February 2, 2010 at 2:37 pm
john.arnott (2/2/2010)
When the HASHBYTES() function fails with the input truncation error, it does not return NULL, but rather doesn't return anything.
But usually SQL Server considers "nothing" as a NULL value.
Here is the example:
declare @tab table (a int)
select a from @tab
if (select a from @tab) is null
print 'null'
else
print 'not null'
The result is:
a
-----------
(0 row(s) affected)
null
As we can see, "nothing" = "null" in this case.
I think that the warning (or error, or exception, or whatever) plays its important role.
Here is the modified example:
declare @tab table (a int)
select a from @tab where 1 = 1/0
if (select a from @tab where 1 = 1/0) is null
print 'null'
else
print 'not null'
The result is:
a
-----------
Msg 8134, Level 16, State 1, Line 3
Divide by zero error encountered.
Msg 8134, Level 16, State 1, Line 5
Divide by zero error encountered.
not null
Does it look like "nothing" <> "null"? I don't think so, because of the error message. I think that SQL Server executes "select a from @tab where 1 = 1/0", gets an error, and does not even try to compare this with NULL. Since there's no TRY..CATCH block, batch execution continues and... steps into the ELSE block. But why is the ELSE block not skipped? Maybe it's "by design" 🙂
February 2, 2010 at 3:32 pm
The "inconsistencies" I point to in this post may actually be controlled by the use of settings as pointed out by Paul White in a post later in this thread. Here's that post:
Paul White NZ (3/30/2010)
Everything that has been observed, regarding overflows, truncations, ELSE clauses executing and so on...is all documented in Books Online, under the following topics:The various behaviours described in this thread can all be varied, and explained, by reading those references.
The other thing is that a scalar sub-query like in the example (SELECT a FROM @tab) always returns a value - since it returns a column reference. If no rows are produced, the scalar sub-query presents a NULL.
vk-kirov,
Your example is consistent with the HASHBYTES example from Hugo. And it DOES look as though SQL is not treating "no result" as the same thing as "value undetermined" or NULL. But then, I suppose it makes a certain amount of logical sense that a test for NULL return FALSE when the thing being tested is not defined; and "not defined" is not the same as "has an undetermined value".
TSQL is inconsistent. A simple conversion error stops the processing.
Declare @x datetime
set @x = convert(datetime,'2010-0518')
If @x is NULL
print 'Null found'
else print '@x is not NULL'
--------------- Returns:
--Msg 241, Level 16, State 1, Line 3
--Conversion failed when converting datetime from character string.

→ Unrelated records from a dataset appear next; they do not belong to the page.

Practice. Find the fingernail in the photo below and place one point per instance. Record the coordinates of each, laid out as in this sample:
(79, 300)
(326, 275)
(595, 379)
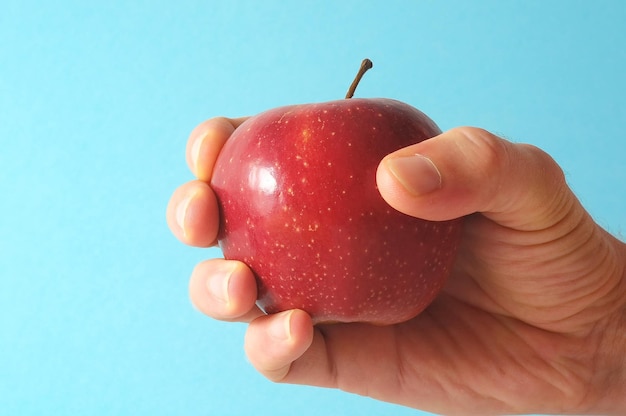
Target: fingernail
(416, 173)
(280, 328)
(195, 152)
(181, 213)
(218, 285)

But the inconsistency is that the HASHBYTES overflow allows the IF to continue, which finds that the local variable has an undefined value, expressed as NULL:
Declare @b-2 varbinary
Set @b-2 = HASHBYTES('SHA1', REPLICATE(CAST('A' AS varchar(max)), 9000))
If @b-2 is NULL
print 'Null found'
else print '@b is not NULL'
--------------- Returns:
--Msg 8152, Level 16, State 10, Line 2
--String or binary data would be truncated.
--Null found
Finallly, testing the HASHBYTES function directly gets back to the original form. Again the error doesn't stop further processing, but this time, the execution result itself is undefined, so the test fails and the ELSE branch is followed. At this point, it doesn't matter whether you test for IS NULL or for IS NOT NULL.
If HASHBYTES('SHA1', REPLICATE(CAST('A' AS varchar(max)), 9000)) is NULL
print 'Null found'
else print 'Result is not NULL'
If HASHBYTES('SHA1', REPLICATE(CAST('A' AS varchar(max)), 9000)) is NOT NULL
print 'Null found'
else print 'Result is not NULL'
-- --------------------- Returns:
--Msg 8152, Level 16, State 10, Line 2
--String or binary data would be truncated.
--Result is not NULL
--Msg 8152, Level 16, State 10, Line 6
--String or binary data would be truncated.
--Result is not NULL
------
edited to add preface with post from Paul.
------
February 3, 2010 at 9:51 am
"Inconsistent" - indeed. I thought this should generate an error, so I don't get the 1 point.
But this is a bug in SQL Server! Given one often uses hashing to verify things are identical when confirming data integrity, a hash which treats two different strings as identical is a a serious failure. The string size limit for HASHBYTES may well be 8,000 (4,000 for nvarchar), but larger strings HASHBYTES should NOT result in the hash of a truncated string - it should produce an ERROR. Or allow long strings when the data type permits them.
Has anyone raised this as a bug yet?
February 3, 2010 at 12:38 pm
a hash which treats two different strings as identical is a a serious failure.
No, it's not. Collisions in a hash are by design. After all, the possible number of different values in a 8000-character string is much larger than the possible number of 160-but hash values.
That's not what causes the problem here, though. As I'm sure you understand after reading all the other replies. The real problem is that REPLICATE uses the same input as output data type, which in this case has an 8000-byte limit, and that longer values are truncated. Raising a bug is pointless, as this is all both by design and well documented.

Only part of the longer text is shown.